Beginnen wir wie immer mit der Hauptfigur. Hier geht es um Erik. Er hat früher beim Militär gearbeitet und ist dann desertiert - aus durchaus nachvollziehbaren Gründen, die ich hier nicht weiter erklären werde. Er ist stark, sportlich und ein fantastischer Kämpfer. Er weiß, wie man mit Schwertern umgeht und hat keine Scheu, dieses Wissen einzusetzen. Und...er hat ein dunkles Geheimnis. Denn immer wieder schleicht sich ein gelbes Leuchten in seine Augen und dann verfällt er in eine Art Blutrausch, der sich gewaschen hat. Was es damit auf sich hat, erfahrt ihr im Laufe der Handlung - auch wenn meiner Meinung nach nicht ganz klar wurde, warum genau Erik davon betroffen ist.

Die Handlung hätte viel Potential. Die Welt ist nach einer schweren Masernepidemie, gegen die jede Impfung machtlos ist, am Ende. Die letzten Menschen kämpfen ums Überleben und müssen sich gegen Plünderer wehren und gegen sogenannte Roks, das ist eine Art von Mutant. Und in dieser Welt wird Eriks Familie entführt und er muss sie zusammen mit seinem Hund und einem Waldkauz retten. Leider wurde dieses Potential zumindest meiner Meinung nach nicht ganz ausgenutzt. Denn mir wurde bis zum Ende nicht ganz klar, wie diese Welt denn eigentlich funktioniert. Ich denke, es ist kein Spoiler, wenn ich sage, dass die Hauptfiguren im Laufe der Handlung einer Art von Magie begegnen. Was es damit aber wirklich auf sich hat, kommt für mich nicht klar heraus. Wer kann die Magie nutzen? Was kann die Magie alles - oder ist sie wirklich nur auf so ein schmales Feld beschränkt? Und gab es diese Magie schon immer oder erst seit dem Zusammenbruch der Zivilisation?
Ein weiteres Thema, dass ich hier noch ansprechen muss, ist die Kommunikation zwischen Waldkauz, Hund und Mensch. Der Hund, Odin, beherrscht die Kunst der Telepathie (kein Spoiler, das wird schon früh geklärt). Aber wie funktioniert das? Können das alle Tiere in dieser Welt? Wenn man bedenkt, wie überrascht die meisten Leute sind, wenn Erik das erklärt, gehe ich nicht davon aus. Warum also gerade Odin? Was macht diesen Hund so besonders?
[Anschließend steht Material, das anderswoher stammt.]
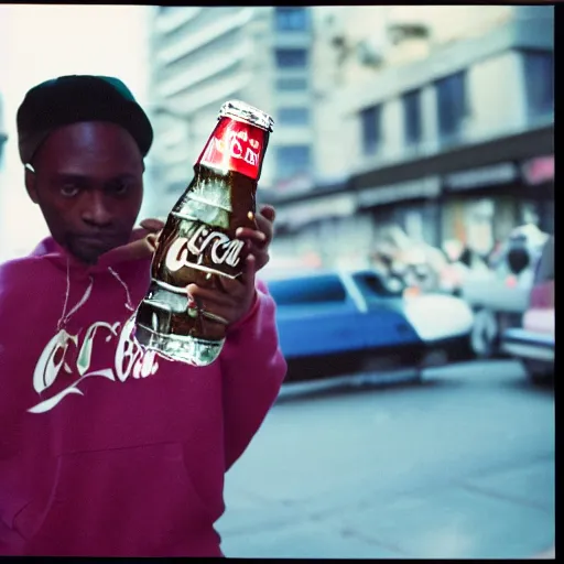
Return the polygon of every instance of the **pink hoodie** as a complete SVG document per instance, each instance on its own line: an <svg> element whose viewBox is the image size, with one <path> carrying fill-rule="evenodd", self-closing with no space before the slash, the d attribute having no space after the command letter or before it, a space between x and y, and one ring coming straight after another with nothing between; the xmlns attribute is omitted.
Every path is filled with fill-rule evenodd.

Auch mit dem Schreibstil wurde ich leider bis ganz zum Ende nicht warm. Das hatte verschiedene Gründe. Zum einen wirkte der Erzählstil distanziert. Emotionen waren so zumindest für mich oft einfach nicht nachvollziehbar. So ging dann leider auch viel Spannung verloren.
Die Dialoge bestanden oft nur aus Small-Talk, was ich schade fand. Es gibt fast nichts Besseres, als einen gut geschriebenen Dialog! Hier wirkten sie aber leider oft einfach nebensächlich und austauschbar.
Ein Problem hatte ich auch damit, dass sich manche Szenen zu wiederholen schienen, die meiner Meinung nach nicht wirklich wichtig für die Handlung sind. Ich spreche zum Beispiel von der Jagd des Waldkauzes. Klar kann man das einmal beschreiben, vielleicht sogar zweimal. Aber hier wurde das wirklich oft thematisiert, dann allerdings immer nur in zwei oder drei Sätzen abgehandelt. Dadurch wirkte die Jagd schon wieder nebensächlich.

Mein Fazit? Konnte mich leider nicht ganz überzeugen. Sehr schade, denn ich hatte große Erwartungen!